STEPHANIE CHANG

Rafflesia


               poetry finalist in our 2020-2021 Writing Contest

What I can’t say for sure is that the bone sticking out from the blue
has something to do with creation. That you were invented a carcass

of sugarplum and wax, with nobody there
                                                       to stop the rot. The cruelty of it.

For years, salvation was my least favorite color
and Saving Face was my favorite movie. I can remember

you, crying by the sunflower patch. You were beheading each one.

               Each by the nape. I leaned in and took a photo.
                                             (We were dancing, then

                                                                           and didn’t even know it.)

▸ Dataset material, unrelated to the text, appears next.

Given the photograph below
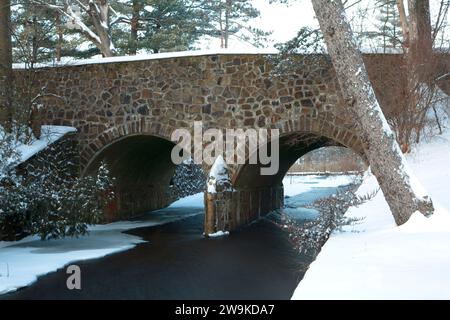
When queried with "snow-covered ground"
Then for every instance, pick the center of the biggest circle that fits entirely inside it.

I tried to do away with the flies
               breeding bodies inside your body. I called

my father, who called me a girl
so unaware of her own unmaking. I called

                              the last boy I loved and he said fuck you.

I had forgotten all about the massacre until you pressed
               a jewel of honey on my tongue. No species knows how

to blame a world that’s fallen in love with better
                                                                                    versions of itself.

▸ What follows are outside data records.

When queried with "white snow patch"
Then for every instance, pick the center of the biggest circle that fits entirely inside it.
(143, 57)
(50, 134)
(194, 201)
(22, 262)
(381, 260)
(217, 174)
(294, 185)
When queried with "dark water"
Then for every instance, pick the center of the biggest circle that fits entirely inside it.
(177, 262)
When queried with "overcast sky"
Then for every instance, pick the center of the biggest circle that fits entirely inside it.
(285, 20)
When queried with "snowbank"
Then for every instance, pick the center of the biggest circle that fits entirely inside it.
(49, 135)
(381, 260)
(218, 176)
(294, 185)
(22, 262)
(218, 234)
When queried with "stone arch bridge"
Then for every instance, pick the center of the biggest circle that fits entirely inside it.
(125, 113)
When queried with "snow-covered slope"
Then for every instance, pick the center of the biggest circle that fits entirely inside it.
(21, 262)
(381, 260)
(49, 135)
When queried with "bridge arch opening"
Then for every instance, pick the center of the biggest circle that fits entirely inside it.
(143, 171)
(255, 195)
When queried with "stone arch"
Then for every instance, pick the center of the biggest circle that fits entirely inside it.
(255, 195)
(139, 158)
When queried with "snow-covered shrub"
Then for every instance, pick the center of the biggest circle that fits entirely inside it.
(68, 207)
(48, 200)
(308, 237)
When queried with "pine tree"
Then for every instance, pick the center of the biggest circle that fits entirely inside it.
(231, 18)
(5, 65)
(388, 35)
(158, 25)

                              It’s too late anyway. Any language capable of killing you
                              has been dead for centuries. I caught the stench between

                              my teeth and swallowed. You were so pleased

that time I poured hot resin over you. We were so silly
               thinking we could preserve the moment of our meeting.

                                             As if fate would reroute itself that cleanly. In your eyes
                              a fist of oil, pearling or burning. I forget. The records lie. I know.

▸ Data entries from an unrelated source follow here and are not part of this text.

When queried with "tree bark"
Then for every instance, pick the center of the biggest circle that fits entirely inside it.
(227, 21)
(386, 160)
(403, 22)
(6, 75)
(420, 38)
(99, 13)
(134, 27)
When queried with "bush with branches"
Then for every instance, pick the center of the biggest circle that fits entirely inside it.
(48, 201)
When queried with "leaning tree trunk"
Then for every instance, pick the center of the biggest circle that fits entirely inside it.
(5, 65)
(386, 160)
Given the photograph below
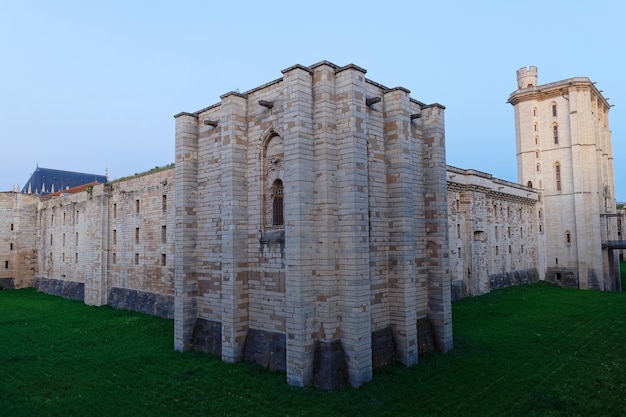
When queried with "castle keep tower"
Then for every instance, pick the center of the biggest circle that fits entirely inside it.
(311, 227)
(564, 150)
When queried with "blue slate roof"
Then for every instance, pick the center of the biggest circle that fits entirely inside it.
(45, 181)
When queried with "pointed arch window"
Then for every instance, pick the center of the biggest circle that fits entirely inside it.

The oil spills into sunset, sat                                  at the bottom of the well.
Your hands on my face are the most violent                                  shade of red; they are,

               they are. You ask me why people build ruins. Why I’m
still here. Was rain invented to sell more umbrellas?

Of course, I say. I hold the sky
                                                            open

                                                                           for you. Of course I do.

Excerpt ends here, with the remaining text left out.